It’s your internet – don’t hand it over

As a college student, do you like the free flow of information on the Internet?

Do you like being able to look up information, watch streaming video, listen to music, read news and get in touch with your friends with the click of a button?

Well, have we got news for you.

A group of corporate executives is trying to make all of those things harder and more expensive. Meanwhile, of course, their pockets will grow fatter.

According to an article on Wired.com, a court decision will be made soon that could overturn the FCC’s 2010 Open Internet Rule. This decision could allow corporate entities to decide what parts of the Internet you have access to.

In 2012, Verizon filed suit against the FCC, claiming it had the right to “edit” the Internet.

Net neutrality is, in essence, a state in which your Internet service provider (ISP) does not interfere with your ability to connect to other parts of the Internet. “In essence, it argues that no bit of information should be prioritized over another,” reads the Network Neutrality site at Berkeley University’s Open Computing Facility.

In short, let’s say you have cable from Company X, which is owned by a large media conglomerate. You want to view content from Website Y, which is owned by a different large media conglomerate. With a neutral Internet, you should have no problem connecting to that site.

But with a non-neutral Internet, Company X can slow down access to that website or even block it altogether, unless you pay a separate monthly fee or unless the website pays the ISP for faster speeds, according to advocacy group Free Press Save the Internet website.

In other words, it would make the Internet more like cable television. You could only access the “channels” you pay for access to, turning the open frontier of the internet into a walled garden.

The most obvious targets are already in the cross hairs.

Four of the largest internet service providers – Time Warner, Comcast, Verizon and AT&T – are also television carriers. But subscriptions are down partially due to “cord-cutters,” according to Business Insider, because cable television prices are driving customers away.

Forbes puts the cost of cable television at $78 per month. Getting Netflix, Amazon Prime (with a student discount), Hulu Plus and Aero for a month costs a total of $27.23 – just a little over one-third of cable.

A bill is currently in Washington, written by Senator Jay Rockefeller (D-W.Va), which would prohibit service providers from throttling your access to streaming video sites. The Consumer Choice in Online Video Act currently only has a ten percent chance of being enacted, according to GovTrack.us.

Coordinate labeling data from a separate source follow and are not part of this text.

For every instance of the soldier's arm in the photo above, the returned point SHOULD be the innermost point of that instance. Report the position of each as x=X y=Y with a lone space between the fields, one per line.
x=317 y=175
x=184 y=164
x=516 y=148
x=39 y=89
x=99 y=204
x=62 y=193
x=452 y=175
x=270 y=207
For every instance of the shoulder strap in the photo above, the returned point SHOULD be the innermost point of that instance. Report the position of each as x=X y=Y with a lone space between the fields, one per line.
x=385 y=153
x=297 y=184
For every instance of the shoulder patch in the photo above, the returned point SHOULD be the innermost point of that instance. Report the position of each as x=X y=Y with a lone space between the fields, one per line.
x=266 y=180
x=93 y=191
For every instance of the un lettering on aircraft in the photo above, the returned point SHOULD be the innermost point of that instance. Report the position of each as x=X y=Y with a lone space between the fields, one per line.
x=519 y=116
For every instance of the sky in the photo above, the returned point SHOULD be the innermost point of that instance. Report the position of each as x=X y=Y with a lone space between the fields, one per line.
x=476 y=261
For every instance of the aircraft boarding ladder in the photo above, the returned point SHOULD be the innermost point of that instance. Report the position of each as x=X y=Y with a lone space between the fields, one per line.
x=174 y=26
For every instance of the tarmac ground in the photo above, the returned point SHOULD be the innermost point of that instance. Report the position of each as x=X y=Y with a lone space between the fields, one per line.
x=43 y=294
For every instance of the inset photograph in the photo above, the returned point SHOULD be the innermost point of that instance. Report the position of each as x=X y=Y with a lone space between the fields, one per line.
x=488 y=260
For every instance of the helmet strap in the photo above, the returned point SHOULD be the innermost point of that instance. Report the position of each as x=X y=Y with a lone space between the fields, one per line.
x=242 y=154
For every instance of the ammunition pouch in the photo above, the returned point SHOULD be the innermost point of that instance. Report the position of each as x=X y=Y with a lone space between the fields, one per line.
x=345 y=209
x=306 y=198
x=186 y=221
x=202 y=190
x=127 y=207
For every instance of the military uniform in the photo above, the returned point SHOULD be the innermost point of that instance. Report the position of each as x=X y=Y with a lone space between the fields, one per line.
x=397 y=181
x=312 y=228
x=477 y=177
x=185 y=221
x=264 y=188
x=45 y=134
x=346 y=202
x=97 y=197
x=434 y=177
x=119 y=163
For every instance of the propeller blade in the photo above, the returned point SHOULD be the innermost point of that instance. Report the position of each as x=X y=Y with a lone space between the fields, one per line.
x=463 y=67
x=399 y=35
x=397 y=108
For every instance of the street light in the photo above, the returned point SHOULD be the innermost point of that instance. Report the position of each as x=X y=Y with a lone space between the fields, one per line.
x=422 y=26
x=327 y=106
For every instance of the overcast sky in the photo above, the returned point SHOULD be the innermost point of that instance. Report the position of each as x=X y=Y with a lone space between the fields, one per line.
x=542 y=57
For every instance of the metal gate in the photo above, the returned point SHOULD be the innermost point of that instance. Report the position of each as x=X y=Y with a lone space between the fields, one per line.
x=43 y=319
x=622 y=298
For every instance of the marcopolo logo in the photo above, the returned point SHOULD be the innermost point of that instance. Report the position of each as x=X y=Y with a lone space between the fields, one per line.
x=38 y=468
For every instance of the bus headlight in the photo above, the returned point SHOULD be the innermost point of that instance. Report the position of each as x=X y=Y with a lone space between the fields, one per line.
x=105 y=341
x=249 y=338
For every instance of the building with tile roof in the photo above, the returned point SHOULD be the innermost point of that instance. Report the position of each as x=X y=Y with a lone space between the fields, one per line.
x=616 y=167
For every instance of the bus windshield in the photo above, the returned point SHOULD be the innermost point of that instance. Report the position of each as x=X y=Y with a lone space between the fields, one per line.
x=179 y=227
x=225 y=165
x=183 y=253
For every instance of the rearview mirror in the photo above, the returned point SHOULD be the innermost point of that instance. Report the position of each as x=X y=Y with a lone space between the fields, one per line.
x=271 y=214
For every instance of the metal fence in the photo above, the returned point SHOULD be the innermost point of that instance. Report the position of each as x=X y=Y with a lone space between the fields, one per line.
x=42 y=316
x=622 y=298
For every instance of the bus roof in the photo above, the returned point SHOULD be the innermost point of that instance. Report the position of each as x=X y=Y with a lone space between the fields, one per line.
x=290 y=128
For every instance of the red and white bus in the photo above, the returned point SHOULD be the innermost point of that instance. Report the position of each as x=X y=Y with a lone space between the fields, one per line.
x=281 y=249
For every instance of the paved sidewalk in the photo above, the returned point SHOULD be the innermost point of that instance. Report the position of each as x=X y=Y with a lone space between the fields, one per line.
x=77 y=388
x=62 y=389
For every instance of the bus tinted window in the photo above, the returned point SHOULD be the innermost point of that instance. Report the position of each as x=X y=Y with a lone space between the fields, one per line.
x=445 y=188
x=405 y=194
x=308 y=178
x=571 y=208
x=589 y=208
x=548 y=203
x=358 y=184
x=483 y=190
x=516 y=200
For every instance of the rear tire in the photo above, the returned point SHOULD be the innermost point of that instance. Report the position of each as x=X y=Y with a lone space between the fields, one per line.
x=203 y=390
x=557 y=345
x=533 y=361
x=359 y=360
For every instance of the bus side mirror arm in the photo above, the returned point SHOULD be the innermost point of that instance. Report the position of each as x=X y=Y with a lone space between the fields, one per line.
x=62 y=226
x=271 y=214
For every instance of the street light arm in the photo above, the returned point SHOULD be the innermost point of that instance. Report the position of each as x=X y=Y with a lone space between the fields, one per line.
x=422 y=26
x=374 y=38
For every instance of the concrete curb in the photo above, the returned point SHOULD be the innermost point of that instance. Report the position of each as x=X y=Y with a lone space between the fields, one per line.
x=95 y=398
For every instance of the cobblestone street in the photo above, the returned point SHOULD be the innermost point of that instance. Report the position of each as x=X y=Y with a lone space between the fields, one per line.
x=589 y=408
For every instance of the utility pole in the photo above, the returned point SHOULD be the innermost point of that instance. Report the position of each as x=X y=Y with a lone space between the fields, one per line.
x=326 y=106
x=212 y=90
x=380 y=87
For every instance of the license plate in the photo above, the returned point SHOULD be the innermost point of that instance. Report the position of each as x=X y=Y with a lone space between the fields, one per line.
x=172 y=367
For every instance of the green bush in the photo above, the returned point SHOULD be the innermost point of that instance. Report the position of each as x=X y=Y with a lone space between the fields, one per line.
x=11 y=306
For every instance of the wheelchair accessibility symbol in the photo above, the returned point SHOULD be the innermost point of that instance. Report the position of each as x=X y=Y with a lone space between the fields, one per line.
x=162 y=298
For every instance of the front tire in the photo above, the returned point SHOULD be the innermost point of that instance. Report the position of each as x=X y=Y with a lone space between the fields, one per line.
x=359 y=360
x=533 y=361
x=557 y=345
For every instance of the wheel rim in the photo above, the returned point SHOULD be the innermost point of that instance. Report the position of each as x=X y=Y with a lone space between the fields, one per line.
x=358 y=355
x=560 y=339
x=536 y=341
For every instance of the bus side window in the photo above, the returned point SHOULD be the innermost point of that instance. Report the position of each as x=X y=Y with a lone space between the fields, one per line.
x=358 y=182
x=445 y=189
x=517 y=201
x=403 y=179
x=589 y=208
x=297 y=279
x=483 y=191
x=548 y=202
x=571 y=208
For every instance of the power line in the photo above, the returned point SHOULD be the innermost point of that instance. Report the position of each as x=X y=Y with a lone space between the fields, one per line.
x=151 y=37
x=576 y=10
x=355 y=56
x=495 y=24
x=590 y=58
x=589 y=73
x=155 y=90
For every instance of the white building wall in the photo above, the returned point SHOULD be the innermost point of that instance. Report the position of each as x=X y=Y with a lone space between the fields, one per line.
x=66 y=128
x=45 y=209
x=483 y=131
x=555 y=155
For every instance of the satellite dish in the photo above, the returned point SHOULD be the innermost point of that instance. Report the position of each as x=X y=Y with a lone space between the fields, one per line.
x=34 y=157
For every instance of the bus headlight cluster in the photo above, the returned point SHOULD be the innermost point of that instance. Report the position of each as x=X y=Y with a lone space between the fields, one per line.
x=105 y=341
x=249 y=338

This is not enough, and the debate doesn’t stop at just what movies you watch.

If you like free access to information, stand up for it. Write your representation at both the state and federal levels. Let them know you won’t stand by them if they hand the Internet over to corporate interests.

Let your Internet provider know if they continue attempting to seize control of the Internet, you’ll take your business elsewhere.

And put the word out on social media. Make sure your friends and family know what’s at stake.

In the United States, media conglomerates already control most of what you see on television and hear on the radio. Do you really want to hand the Internet over to them, too?